Par contre, l’importation de produits marqués dans l’espace économique européen, sans l’autorisation du titulaire, donne à ce dernier un droit de suite et de contrôle jusqu’à l’acquéreur final. Il incombe à celui qui invoque l’épuisement du droit, de le prouver pour chacun des exemplaires du produit concerné par le litige, c’est à dire d’établir que chaque exemplaire des produits argués de contrefaçon a été mis dans le commerce dans l’espace économique européen, par le titulaire de la marque ou avec son consentement, même implicite. Lorsqu’il existe un risque réel de cloisonnement du marché, il s’opère un renversement de la charge de la preuve. En effet la CJCE a dit pour droit dans l’arrêt Van Doren du 8 avril 2003 (C54-244/00) que « dans l’hypothèse où le tiers poursuivi par le titulaire de la marque parvient à démontrer qu’il existe un risque réel de cloisonnement des marchés nationaux, si lui-même supporte la charge de cette preuve, en particulier lorsque le titulaire de la marque commercialise ses produis dans l’espace économique européen au moyen d’un système de distribution exclusive, il appartient au titulaire de la marque d’établir que les produits ont été initialement mis dans le commerce par lui-même ou avec son consentement en dehors de l’espace économique européen. » Le défendeur à l’action en contrefaçon est autorisé à ne pas révéler sa source d’approvisionnement notamment quand il s’agit d’un membre du réseau de distribution exclusive car dévoiler sa source serait en effet la tarir. Il appartient alors au titulaire de la marque de prouver que les produits en cause ont été initialement mis dans le commerce, par lui- même ou avec son consentement, en dehors du territoire de l’espace économique européen. 11 a encore été rappelé que le fabricant d’un produit est libre d’organiser à sa guise la distribution de ses produits, sous réserve que le mode de distribution adopté n’ait pas pour objet ou pour effet d’affecter les principes de la concurrence et de la libre circulation des produits Les accords entre partenaires sont licites, sauf s’il s’agit d’ententes qui ont pour effet de limiter les possibilités de l’acheteur de choisir sa source d’approvisionnement ou le marché sur lequel il écoulera un produit déterminé.
Il convient donc de procéder dans un premier temps à l’examen du caractère authentique des produits argués de contrefaçon puisqu’à défaut la question de l’épuisement des droits serait sans intérêt. Sur le caractère authentique des produits. Les sociétés défenderesses indiquent que les produits argués de contrefaçon sont authentiques comme le démontrent l’expertise de M. M et le refus de la société Converse de produire la Charte de fabrication « emboss and heat-seal », que la société demanderesse ne peut être la seule à décider si ses produits sont authentiques ou pas.
La société CONVERSE Inc et la société ALL STAR CV ont abandonné la discussion sur le caractère authentique des produits. sur ce
Il convient à titre préliminaire de préciser que l’expertise de M. M s’est déroulée selon le principe du contradictoire et selon les modalités fixées par le jugement avant dire droit du 18 octobre 2011. qu’il a adressé aux parties et au tribunal un pré-rapport , puis répondu aux dires des parties avant de dresser son rapport définitif remis en mai 2014 au greffe du tribunal, qu’il a rempli sa mission en répondant aux questions posées par le tribunal et notamment celle-ci : « déterminer si une ou plusieurs chaussures saisies lors des opérations de saisie-contrefaçon du 27 janvier 2010, sont contrefaisantes ou authentiques notamment au regard de la Charte de fabrication intitulée »emboss and heat-seal".
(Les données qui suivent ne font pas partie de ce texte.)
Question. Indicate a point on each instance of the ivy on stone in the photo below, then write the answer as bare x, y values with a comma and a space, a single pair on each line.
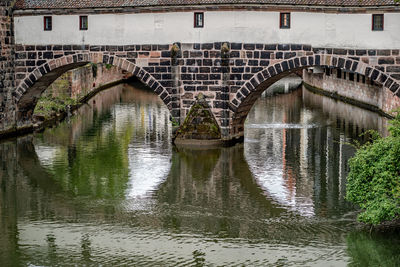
374, 178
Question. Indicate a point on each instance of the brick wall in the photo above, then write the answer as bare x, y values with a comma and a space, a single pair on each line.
7, 83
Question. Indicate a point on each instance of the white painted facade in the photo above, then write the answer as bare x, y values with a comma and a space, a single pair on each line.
317, 29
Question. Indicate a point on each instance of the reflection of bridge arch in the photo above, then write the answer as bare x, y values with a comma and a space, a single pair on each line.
36, 82
247, 95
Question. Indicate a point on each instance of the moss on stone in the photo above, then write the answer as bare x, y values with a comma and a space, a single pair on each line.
199, 123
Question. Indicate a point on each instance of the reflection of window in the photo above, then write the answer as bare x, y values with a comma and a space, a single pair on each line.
285, 20
48, 23
377, 22
83, 23
199, 20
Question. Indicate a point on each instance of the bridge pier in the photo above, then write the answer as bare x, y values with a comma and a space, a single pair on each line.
230, 76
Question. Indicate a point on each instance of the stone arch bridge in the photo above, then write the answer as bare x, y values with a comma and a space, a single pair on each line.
231, 76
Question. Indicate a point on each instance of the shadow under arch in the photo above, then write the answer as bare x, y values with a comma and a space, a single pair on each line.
36, 82
247, 95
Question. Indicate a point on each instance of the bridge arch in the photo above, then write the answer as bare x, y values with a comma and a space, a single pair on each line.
247, 95
36, 82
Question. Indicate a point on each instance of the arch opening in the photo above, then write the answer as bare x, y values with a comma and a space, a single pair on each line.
36, 82
245, 98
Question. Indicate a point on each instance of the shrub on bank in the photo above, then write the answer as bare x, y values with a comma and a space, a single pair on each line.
374, 178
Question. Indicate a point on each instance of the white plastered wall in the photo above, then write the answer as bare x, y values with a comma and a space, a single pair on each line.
317, 29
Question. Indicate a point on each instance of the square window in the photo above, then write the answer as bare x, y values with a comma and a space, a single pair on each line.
48, 24
199, 20
83, 23
377, 22
284, 21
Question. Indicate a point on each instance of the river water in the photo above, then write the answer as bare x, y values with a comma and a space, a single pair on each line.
106, 187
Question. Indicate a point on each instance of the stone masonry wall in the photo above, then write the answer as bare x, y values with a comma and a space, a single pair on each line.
230, 75
79, 82
7, 82
354, 87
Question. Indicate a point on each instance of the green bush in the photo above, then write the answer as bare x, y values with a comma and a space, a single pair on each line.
374, 178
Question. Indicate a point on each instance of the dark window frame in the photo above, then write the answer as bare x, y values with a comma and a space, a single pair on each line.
282, 24
197, 23
46, 26
374, 25
81, 28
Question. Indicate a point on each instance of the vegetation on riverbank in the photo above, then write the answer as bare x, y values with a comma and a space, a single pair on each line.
374, 178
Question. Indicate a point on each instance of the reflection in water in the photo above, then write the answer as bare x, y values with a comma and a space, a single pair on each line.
108, 188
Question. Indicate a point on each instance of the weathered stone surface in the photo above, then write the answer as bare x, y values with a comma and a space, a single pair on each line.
199, 123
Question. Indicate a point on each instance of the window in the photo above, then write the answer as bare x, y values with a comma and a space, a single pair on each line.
339, 74
284, 21
377, 22
48, 25
83, 23
199, 20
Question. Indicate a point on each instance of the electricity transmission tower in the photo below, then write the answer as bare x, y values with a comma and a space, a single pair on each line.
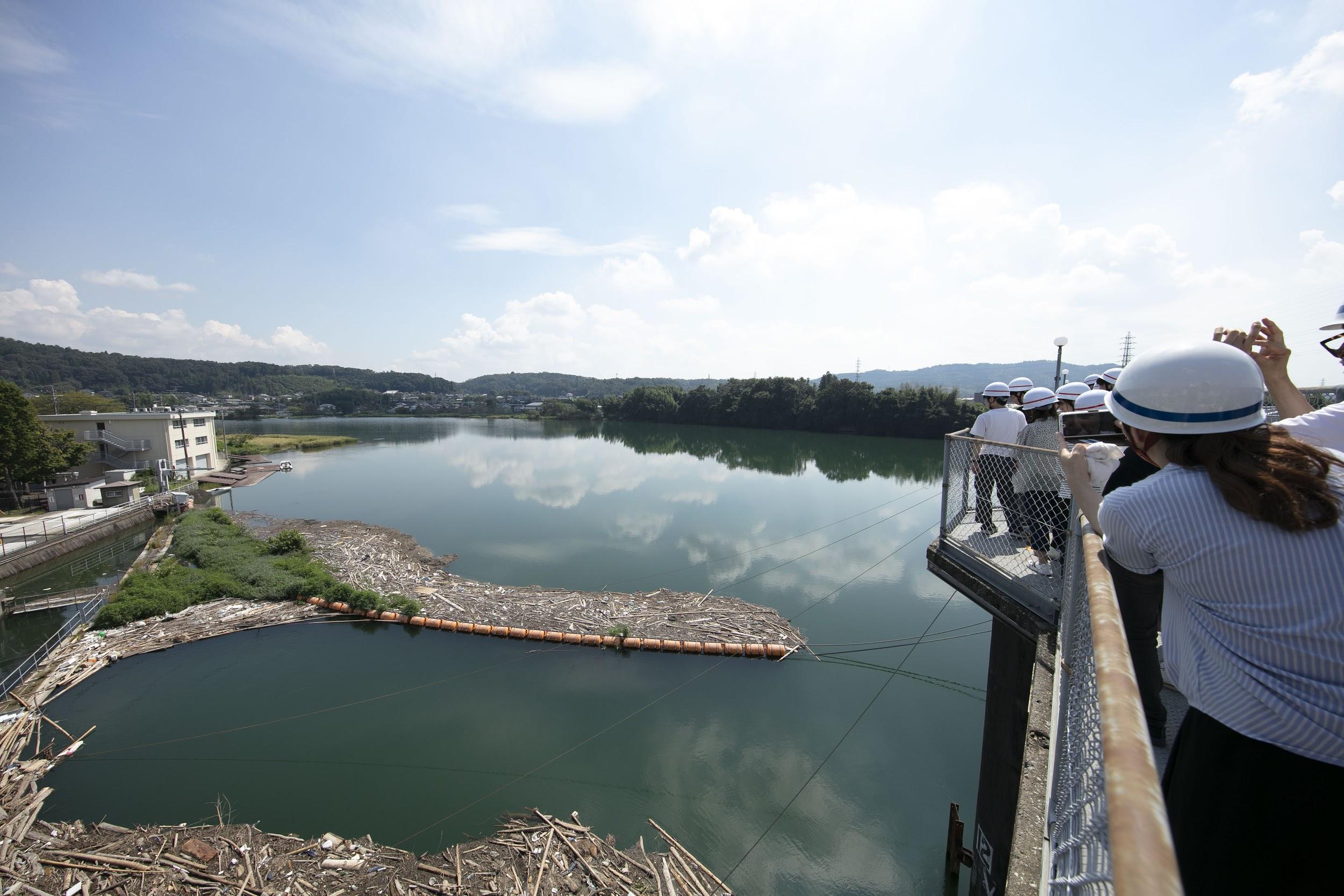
1127, 350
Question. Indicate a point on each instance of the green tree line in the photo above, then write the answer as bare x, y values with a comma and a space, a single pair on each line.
34, 366
834, 405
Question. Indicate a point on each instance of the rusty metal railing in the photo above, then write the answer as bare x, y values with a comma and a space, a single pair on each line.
1106, 820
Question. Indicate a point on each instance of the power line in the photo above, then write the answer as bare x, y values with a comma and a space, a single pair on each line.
848, 731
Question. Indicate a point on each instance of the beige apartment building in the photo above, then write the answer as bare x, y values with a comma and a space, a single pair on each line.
138, 440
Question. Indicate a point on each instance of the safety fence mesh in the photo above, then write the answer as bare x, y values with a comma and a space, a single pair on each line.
1010, 505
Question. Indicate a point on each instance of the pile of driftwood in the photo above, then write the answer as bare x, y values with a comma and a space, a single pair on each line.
527, 855
390, 562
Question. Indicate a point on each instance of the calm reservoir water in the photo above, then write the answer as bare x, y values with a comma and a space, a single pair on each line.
421, 738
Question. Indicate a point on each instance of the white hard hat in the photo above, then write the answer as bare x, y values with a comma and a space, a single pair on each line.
1070, 391
996, 390
1038, 397
1190, 389
1339, 320
1092, 401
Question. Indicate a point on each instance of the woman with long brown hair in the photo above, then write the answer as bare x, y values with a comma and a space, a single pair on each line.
1245, 524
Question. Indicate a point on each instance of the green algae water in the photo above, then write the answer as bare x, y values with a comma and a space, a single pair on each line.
423, 738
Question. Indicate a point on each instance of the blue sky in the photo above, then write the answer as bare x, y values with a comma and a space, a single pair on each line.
678, 189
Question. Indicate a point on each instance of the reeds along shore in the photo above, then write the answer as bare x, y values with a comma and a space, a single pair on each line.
526, 856
391, 563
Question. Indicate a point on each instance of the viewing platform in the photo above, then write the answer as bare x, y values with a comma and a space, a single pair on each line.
1069, 798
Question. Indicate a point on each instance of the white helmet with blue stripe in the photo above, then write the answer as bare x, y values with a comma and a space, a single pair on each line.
1190, 389
1339, 320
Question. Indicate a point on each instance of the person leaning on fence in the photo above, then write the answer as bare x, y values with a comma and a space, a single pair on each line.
1245, 523
993, 462
1264, 342
1038, 477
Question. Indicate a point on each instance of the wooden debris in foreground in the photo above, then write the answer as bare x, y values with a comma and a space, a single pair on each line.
390, 562
528, 855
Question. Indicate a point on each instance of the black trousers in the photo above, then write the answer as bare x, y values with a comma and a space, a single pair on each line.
1249, 817
995, 472
1045, 515
1140, 599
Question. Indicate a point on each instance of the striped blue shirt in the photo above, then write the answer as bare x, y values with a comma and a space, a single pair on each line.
1253, 617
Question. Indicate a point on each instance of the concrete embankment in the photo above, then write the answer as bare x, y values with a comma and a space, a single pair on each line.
53, 548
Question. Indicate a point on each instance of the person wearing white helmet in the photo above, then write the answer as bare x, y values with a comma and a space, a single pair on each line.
993, 462
1246, 524
1068, 396
1108, 379
1038, 478
1264, 342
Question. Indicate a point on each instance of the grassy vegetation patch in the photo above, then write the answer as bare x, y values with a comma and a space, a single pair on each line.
264, 444
219, 559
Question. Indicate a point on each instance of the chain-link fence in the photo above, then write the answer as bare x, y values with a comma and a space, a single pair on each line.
1080, 847
1009, 507
1009, 516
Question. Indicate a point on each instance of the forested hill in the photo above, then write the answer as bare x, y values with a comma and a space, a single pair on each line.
33, 366
554, 385
972, 378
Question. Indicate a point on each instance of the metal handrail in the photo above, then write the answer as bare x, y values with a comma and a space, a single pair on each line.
106, 437
45, 534
82, 615
1143, 857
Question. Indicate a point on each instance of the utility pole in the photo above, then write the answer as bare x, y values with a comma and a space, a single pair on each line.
1127, 348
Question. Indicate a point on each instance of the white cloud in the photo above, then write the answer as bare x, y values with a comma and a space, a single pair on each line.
117, 277
50, 310
1321, 70
23, 52
692, 305
827, 227
547, 241
640, 275
584, 95
475, 213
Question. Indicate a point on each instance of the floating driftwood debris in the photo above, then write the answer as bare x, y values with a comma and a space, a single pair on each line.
528, 855
390, 562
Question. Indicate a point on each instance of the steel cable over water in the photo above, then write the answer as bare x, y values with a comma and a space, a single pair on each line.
848, 731
654, 575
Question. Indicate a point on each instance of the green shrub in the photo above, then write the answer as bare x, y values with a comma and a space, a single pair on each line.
219, 559
287, 542
410, 606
Il a indiqué que la société CONVERSE Inc n’avait pas remis les documents attendus à savoir la charte de fabrication « emboss and heat-seal » et les 12 points de contrôle, que les investigations et essais chimiques, physiques ou colorimétriques effectués pour réaliser la mission n’ont pas mis en évidence de différences entre les chaussures arguées de contrefaçon et les chaussures reconnues authentiques. Il ressort de la lecture du pré-rapport et du rapport de M. M mais également des conclusions des sociétés demanderesses que les 12 points de contrôle n’ont jamais été remis à l’expert alors que la société DIESEEL A.G. a elle remis un document faisant état de 16 points de contrôle. La société CONVERSE Inc et la société ALL STAR CV prétendent seulement dans leurs écritures que leurs techniciens ont trouvé des discordances par rapport aux 12 points de contrôle mais faute de remettre cette liste de 12 points à l’expert dans le cadre d’une expertise instituée pour protéger d’éventuels éléments confidentiels des sociétés demanderesses, elles ne peuvent prétendre que seule leur analyse par rapport à des critères connus d’elles seules et pour lesquels il n’existe aucune certitude quant au nombre et à la date, sont les seuls éléments probants dont il faille tenir compte.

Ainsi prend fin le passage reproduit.